Il en est de même pour ceux "qui par inspiration divine voulaient aller chez les Sarrasins et autres fidèles" (RegNB 12,1). Le témoignage du missionnaire suppose l'appel individuel; les ministres doivent examiner, mais ne pas hésiter à donner l'autorisation, lorsqu'ils reconnaissent que le candidat est capable (RegNB 16,3-4; RegB 12,2).

François comprend sa propre conversion et son départ du monde (Test 1-3) comme l'oeuvre de Dieu. C'est ainsi qu'il considère la fondation de l'Ordre de Soeurs Pauvres (Clarisses). Déjà en 1212-1213, il écrit à Claire et ses soeurs: "Puisque par inspiration divine vous vous êtes faites filles et servantes du Très Haut et Souverain Roi, le Père céleste, et que vous avez épousé l'Esprit Saint, (…) Je veux et je promets d'avoir toujours (…) un soin affectueux (…) pour vous" (Form Vib 1-2).

François ne fait pas seulement ici la déclaration théologique profonde que les Soeurs Pauvres sont les épouses du Saint-Esprit; il ramène toute leur vie à l'inspiration divine. C'est un charisme, un don spirituel. Cette même déclaration, il la fait 23 ans plus tard, lorsqu'il envoie un chant d'exhortation et de consolation aux soeurs. Il commence par les paroles: "Audite, poverelle … Ecoutez, petites pauvres appelées par la Seigneur" (VerbExh 1).

La croyance de François en la conduite de Dieu trouve un vif écho chez Claire. Dans la Règle et dans ses lettres, elle parle également de l'inspiration divine.

Dans le cas de François et de ses compagnons, des missionnaires, ainsi que dans le cas de Claire et de ses soeurs, il s'agit d'appels de l'Esprit". Cette expression doit être approfondie dans une perspective franciscaine et menée à son accomplissement par la vie.

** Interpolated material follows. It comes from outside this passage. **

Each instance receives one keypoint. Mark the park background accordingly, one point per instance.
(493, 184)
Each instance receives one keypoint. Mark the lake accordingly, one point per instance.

3. L'expérience de la douceur dans l'Esprit

L'intervention de Dieu ne supprime pas l'action de l'être humain. Au contraire, autant François d'Assise insiste, dans son Testament, sur la conduite divine, autant il se présente lui-même comme actif: il se met en route et rejoint les pauvres. L'inspiration divine est comme un feu qui brûle en lui, une force qui le pousse en avant: hors d'Assise, loi de sa carrière assurée de commerçant. L'idée qui le fascine le pousse à des oeuvres incroyables. Il n'en reste pas à la fascination: il soigne des lépreux. La mesure dans laquelle l'action de l'Esprit saisit l'âme et le corps se manifeste par le fait que François vit quasiment une conversion des perceptions gustatives: "Et en m'en allant de chez eux, ce qui me semblait amer fut changé pour moi en douceur de l'âme et du corps."(Test 3).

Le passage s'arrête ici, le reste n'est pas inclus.